Components of cognitive-behavioural therapy for mitigating core symptoms in attention-deficit hyperactivity disorder: a systematic review and network meta-analys
Components of cognitive-behavioural therapy for mitigating core symptoms in attention-deficit hyperactivity disorder: a systematic review and network meta-analys

Components of cognitive-behavioural therapy for mitigating core symptoms in attention-deficit hyperactivity disorder: a systematic review and network meta-analys

BMJ Ment Health. 2024 Dec 27;27(1):e301303. doi: 10.1136/bmjment-2024-301303.

ABSTRACT

QUESTION: Cognitive-behavioural therapy (CBT) is frequently implemented for individuals with attention-deficit hyperactivity disorder (ADHD). It is still unknown which specific components are effective, because CBT is a complex intervention with several components. The objective of this review was to assess the efficacy of CBT components for ADHD.
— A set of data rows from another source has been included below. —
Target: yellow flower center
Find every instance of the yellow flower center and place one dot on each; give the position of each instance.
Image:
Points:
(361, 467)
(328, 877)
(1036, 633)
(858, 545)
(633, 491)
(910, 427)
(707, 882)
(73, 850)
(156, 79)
STUDY SELECTION AND ANALYSIS: Building on definitions of the components used in CBT strategies, we conducted network meta-analyses to evaluate the efficacy at both the treatment level (ie, combinations of these components) and the component level (ie, individual component). Primary outcome was treatment response of ADHD core symptoms. Secondary outcomes were total ADHD symptoms, inattention symptoms, hyperactivity-impulsivity symptoms and dropout from the treatment. We searched MEDLINE (via PubMed), Embase, PsycINFO, ClinicalTrials.gov and Cochrane Library for literature published up to 31 March 2022. This review included only randomised controlled trials.
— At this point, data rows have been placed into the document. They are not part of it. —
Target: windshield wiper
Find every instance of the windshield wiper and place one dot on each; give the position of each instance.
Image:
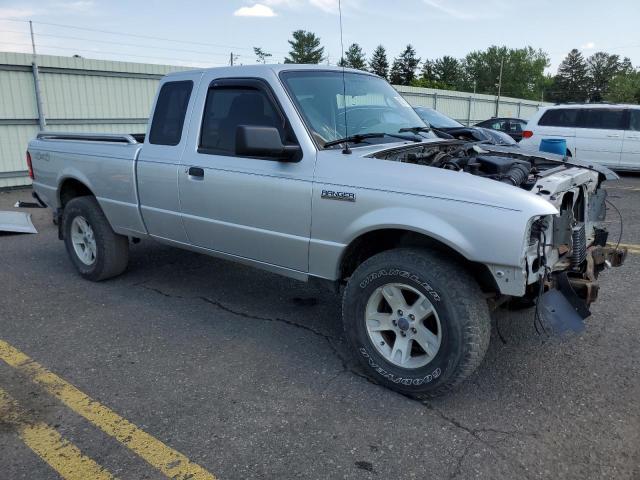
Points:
(415, 129)
(361, 137)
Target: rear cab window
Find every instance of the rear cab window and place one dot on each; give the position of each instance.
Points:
(228, 107)
(602, 118)
(559, 117)
(169, 114)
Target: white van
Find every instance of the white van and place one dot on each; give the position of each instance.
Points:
(608, 134)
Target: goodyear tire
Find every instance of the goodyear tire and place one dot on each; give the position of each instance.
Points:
(417, 323)
(94, 248)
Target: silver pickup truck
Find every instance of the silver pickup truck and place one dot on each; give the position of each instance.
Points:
(320, 173)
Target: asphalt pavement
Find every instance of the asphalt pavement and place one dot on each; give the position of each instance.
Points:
(237, 373)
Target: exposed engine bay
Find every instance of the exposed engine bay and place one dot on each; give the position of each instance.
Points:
(565, 252)
(513, 166)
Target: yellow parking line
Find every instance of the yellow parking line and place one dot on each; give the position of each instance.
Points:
(629, 189)
(169, 461)
(61, 455)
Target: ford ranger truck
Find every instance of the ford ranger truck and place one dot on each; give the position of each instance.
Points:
(322, 174)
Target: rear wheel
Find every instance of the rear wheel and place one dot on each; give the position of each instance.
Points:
(95, 249)
(417, 323)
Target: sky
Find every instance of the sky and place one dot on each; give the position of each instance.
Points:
(205, 33)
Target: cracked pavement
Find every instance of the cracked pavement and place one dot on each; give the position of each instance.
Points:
(248, 373)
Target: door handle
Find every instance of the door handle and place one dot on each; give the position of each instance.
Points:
(196, 172)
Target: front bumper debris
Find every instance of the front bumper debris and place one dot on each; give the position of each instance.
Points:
(565, 304)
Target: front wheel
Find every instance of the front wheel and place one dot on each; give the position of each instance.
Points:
(418, 324)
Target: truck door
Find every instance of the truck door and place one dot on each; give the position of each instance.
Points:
(254, 208)
(159, 160)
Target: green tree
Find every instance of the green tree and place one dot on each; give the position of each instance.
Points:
(403, 71)
(624, 88)
(427, 73)
(261, 55)
(522, 73)
(354, 57)
(572, 82)
(305, 48)
(379, 63)
(447, 71)
(601, 68)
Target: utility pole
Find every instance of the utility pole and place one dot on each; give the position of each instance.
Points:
(499, 86)
(36, 81)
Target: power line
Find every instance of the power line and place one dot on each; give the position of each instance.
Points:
(122, 43)
(148, 37)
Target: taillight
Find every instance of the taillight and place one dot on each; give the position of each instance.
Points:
(29, 166)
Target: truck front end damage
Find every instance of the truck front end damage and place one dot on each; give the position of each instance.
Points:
(566, 252)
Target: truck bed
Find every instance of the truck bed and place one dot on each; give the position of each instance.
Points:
(105, 163)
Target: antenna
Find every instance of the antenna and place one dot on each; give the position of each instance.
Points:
(346, 150)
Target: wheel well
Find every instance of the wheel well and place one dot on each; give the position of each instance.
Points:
(72, 188)
(371, 243)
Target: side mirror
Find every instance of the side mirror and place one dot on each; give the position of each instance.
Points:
(256, 141)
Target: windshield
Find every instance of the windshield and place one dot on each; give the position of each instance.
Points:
(436, 119)
(373, 106)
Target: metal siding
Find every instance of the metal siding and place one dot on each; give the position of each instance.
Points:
(77, 89)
FINDINGS: 43 trials with 3817 participants were included in the network meta-analyses. Third-wave therapy (OR=4.80, 95% credible interval (CrI) 2.50 to 9.10), behaviour therapy (OR=3.50, 95% CrI 1.70 to 7.30) and CBT (OR=3.10, 95% CrI 1.70 to 5.70) were treatments that demonstrated superior efficacy compared with placebo. The component-level analyses showed organisational strategies (incremental OR (iOR)=2.03, 95% CI 1.27 to 3.24) and third-wave components (iOR=1.95, 95% CI 1.30 to 2.93) were associated with increase in treatment response. Problem-solving techniques (incremental standardised mean difference=0.42, 95% CI 0.01 to 0.83) were associated with a reduction in inattention symptoms.

CONCLUSIONS: Our findings suggest that the optimal treatment package for ADHD may include organisational strategies, third-wave components and problem-solving techniques.

PROSPERO REGISTRATION NUMBER: CRD42022323898.